Looked online and it is currently half price ($17.50 with free shipping)  but can't see a listing for the PCC.  Does anyone know if it is in the 2010 book?  Most of the listings look like they are for Maui.  We are going to be on kauai and Oahu and just don't know if it is worth it.


----------



## DeniseM (Mar 20, 2010)

There is little or nothing for Kauai - Oahu usually has the most listings, and Maui, 2nd.

Here is the alphabetical link to all coupons - I don't see the PCC:  http://hawaii.entertainment.com/discount/atoz.shtml

In fact, it looks like the book has far fewer coupons that it did in the past.


----------



## Travelmom64 (Mar 20, 2010)

*Coupon book*



DeniseM said:


> There is little or nothing for Kauai - Oahu usually has the most listings, and Maui, 2nd.
> 
> Here is the alphabetical link to all coupons - I don't see the PCC:  http://hawaii.entertainment.com/discount/atoz.shtml
> 
> In fact, it looks like the book has far fewer coupons that it did in the past.



Thanks Denise,
I just ordered one, I found at least three we can use, which will more than pay for the book.  Great idea!   Our school PTA sold these for our area, and I never thought about ordering for a vacation!   We will be there two weeks from today!!! yahoo!

Lisa in VA


----------



## mianmike (Mar 20, 2010)

I found a 2 for 1 coupon for the PCC.  Looks like a good deal.  

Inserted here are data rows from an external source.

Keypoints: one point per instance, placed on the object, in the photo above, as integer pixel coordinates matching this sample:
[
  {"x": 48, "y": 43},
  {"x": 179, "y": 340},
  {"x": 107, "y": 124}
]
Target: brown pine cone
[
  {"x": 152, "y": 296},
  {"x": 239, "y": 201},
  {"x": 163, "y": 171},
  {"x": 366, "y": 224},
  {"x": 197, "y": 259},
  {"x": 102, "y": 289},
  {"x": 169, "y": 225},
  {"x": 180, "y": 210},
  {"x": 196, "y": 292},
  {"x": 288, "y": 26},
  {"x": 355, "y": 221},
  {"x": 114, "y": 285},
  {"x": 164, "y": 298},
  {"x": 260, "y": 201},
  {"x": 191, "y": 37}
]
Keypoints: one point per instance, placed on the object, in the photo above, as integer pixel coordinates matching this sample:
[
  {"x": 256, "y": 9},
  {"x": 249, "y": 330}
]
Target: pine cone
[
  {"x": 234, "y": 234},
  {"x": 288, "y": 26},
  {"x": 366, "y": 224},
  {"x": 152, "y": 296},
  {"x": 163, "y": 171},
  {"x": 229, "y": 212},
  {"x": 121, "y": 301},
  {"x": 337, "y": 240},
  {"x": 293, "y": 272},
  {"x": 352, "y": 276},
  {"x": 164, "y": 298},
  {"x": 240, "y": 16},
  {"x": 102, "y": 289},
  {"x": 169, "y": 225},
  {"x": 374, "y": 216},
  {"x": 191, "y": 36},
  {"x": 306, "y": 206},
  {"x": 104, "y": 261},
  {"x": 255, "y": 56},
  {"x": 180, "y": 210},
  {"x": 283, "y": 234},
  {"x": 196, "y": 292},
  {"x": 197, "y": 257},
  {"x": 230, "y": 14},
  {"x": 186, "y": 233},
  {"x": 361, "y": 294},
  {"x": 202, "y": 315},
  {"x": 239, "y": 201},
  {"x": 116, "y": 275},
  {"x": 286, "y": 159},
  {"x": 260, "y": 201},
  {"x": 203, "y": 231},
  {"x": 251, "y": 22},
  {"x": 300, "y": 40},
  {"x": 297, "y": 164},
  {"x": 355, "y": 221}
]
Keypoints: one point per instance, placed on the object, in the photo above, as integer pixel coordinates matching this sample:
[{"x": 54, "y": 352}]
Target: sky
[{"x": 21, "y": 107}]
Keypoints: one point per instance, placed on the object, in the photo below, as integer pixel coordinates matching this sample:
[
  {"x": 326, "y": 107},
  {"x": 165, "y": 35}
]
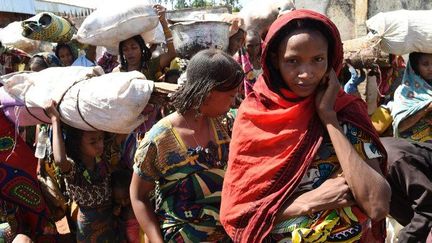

http://hawaii.entertainment.com/dis...5762105RED01274766EPC00497999PRD00000001.html


----------



## falmouth3 (Mar 21, 2010)

The books are 1/2 price now through entertainment.com.  They usually drop even more as the year progresses.  I often buy one for my vacation spots.  With some planning, they can pay off quite well while on vacation.

Sue


----------



## ownsmany (Mar 21, 2010)

There was a promotion last week for 1/2 price per book and then $5 more off additional books.  I bought a local book and 2 for Hawaii, since I need at least 2 coupons for PCC.  It also had free shipping.


----------



## luvgoldns (Mar 21, 2010)

I bought the 2010 Hawaii entertainment book as well. I went to Oahu and then Maui. I personally did not use the book as much as I thought I would, but I did leave it with one of the staff members at Marriott's Marketplace in Maui and she was VERY appreciative - honestly this was my best use of the book.  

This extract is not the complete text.